The lead stars of the show, Tracee Ellis Ross and Anthony Anderson, have said they were disappointed by the network’s choice.
“I find it frightening,” Ross said earlier this year regarding the incident.
Anderson was upset because he put his “blood, sweat, and tears” into the episode, which was also supposed to focus heavily on his character, Dre.
There were attempts to cut the episode to satisfy all parties involved, but while trying to make amends, the creative team decided that what they were left with “was not a true representation of what we intended to do,” Barris said.
Barris said he believes the episode was ultimately pulled because “there was some concern about partisanship,” as well as “the way the episode was angled and the balance in terms of some of the stories.”
“On network TV, one of the things I’ve learned is that you have to talk about things from both sides,” Barris said.
But if you think Barris harbors negative feelings toward his ABC colleagues, he doesn’t.
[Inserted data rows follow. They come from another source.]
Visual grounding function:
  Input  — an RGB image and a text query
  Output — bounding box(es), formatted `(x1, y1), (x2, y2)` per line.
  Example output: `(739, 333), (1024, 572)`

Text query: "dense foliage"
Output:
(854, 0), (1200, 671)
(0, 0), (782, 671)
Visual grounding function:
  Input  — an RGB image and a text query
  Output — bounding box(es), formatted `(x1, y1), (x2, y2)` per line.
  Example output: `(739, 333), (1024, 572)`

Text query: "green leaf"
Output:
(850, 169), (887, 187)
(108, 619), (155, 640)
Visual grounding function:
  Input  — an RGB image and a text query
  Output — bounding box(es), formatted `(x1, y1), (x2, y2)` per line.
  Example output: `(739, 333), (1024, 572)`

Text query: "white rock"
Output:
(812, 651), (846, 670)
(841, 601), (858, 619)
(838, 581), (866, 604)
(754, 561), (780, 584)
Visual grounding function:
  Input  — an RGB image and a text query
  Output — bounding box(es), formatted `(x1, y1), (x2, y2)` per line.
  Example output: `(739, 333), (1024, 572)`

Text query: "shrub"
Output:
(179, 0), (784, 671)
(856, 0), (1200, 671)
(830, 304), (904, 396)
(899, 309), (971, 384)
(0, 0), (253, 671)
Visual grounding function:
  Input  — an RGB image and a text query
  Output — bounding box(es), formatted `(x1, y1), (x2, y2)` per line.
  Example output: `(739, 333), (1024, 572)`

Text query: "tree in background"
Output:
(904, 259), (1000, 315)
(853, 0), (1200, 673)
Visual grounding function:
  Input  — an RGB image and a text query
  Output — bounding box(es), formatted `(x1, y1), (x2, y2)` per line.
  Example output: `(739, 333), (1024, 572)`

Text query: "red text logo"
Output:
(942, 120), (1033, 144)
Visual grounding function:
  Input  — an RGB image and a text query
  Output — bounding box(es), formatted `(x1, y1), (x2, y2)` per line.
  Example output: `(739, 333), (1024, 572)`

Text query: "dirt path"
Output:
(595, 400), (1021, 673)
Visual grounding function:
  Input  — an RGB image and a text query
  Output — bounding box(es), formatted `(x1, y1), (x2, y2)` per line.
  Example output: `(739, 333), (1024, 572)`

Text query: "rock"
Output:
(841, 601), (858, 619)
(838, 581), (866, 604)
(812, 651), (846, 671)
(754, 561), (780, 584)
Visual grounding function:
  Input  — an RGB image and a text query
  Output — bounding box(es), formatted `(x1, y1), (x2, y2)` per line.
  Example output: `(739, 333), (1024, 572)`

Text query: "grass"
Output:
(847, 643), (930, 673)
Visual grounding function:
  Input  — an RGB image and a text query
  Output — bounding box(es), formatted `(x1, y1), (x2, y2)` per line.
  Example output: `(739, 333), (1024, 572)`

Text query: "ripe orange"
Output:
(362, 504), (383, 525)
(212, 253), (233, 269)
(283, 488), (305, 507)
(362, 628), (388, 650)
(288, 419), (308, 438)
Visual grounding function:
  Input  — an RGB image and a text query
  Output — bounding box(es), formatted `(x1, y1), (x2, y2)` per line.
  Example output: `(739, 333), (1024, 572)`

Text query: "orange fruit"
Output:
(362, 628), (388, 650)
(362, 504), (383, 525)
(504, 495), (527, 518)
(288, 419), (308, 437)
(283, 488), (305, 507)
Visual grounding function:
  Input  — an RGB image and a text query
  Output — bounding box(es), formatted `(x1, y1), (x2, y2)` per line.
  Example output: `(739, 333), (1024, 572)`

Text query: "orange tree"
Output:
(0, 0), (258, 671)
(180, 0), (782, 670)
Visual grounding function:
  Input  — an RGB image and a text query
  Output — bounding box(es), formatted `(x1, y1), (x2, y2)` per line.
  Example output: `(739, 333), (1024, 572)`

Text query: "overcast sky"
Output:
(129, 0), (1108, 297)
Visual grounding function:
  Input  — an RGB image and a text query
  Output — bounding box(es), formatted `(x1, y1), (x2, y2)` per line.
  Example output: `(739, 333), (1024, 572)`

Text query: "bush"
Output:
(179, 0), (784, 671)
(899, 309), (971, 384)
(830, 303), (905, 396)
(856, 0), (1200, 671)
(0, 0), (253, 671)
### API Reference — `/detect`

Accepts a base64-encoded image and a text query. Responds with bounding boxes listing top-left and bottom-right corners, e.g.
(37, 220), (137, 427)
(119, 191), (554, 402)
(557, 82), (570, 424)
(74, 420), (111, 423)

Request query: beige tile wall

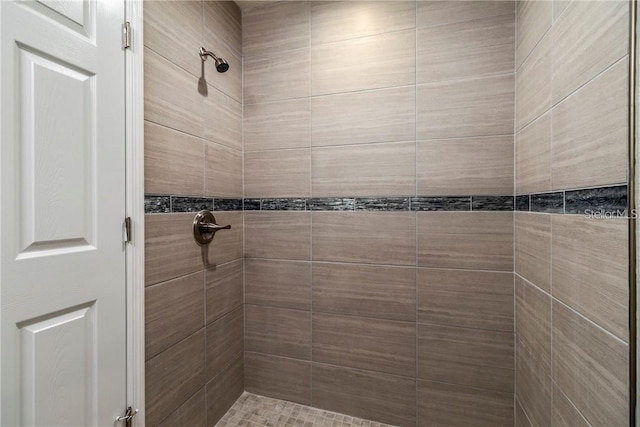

Barris said he still considers people like Channing Dungey, the network’s entertainment president, and Patrick Moran, president of ABC Studios, his “family.”
Barris also called Disney chief Bob Iger the “best CEO in the world,” and praised him for his sensitive handling of the incident.
“The boss doesn’t have to explain himself, but he explained enough — and he [did so] in a way that really gave light in a different way,” Barris said. “And more than that, he spoke to me as a person.”
But the same can’t be said of Ben Sherwood, who handles Disney’s TV assets.
Of Sherwood, Barris said, “The way that [Ben] chose to deal with me in this particular episode, I felt a way about it and I still do.”
“He’d make it seem like it was an open environment but really it wasn’t, and those are things I see very clearly. Everyone wants to say it’s open arms, but just tell me it’s not and I’ll respect you more,” Barris said.
In a statement to BuzzFeed News in August, Barris said he’d decided to “take a chance with the new kids on the block” at Netflix, where he’s signed a production deal.
“If I was going to step out, I wanted to do something where I could take off all the straps and really hang out of the plane,” Barris said.
“I want to be Netflix with attitude — loud, bold, and unapologetic.”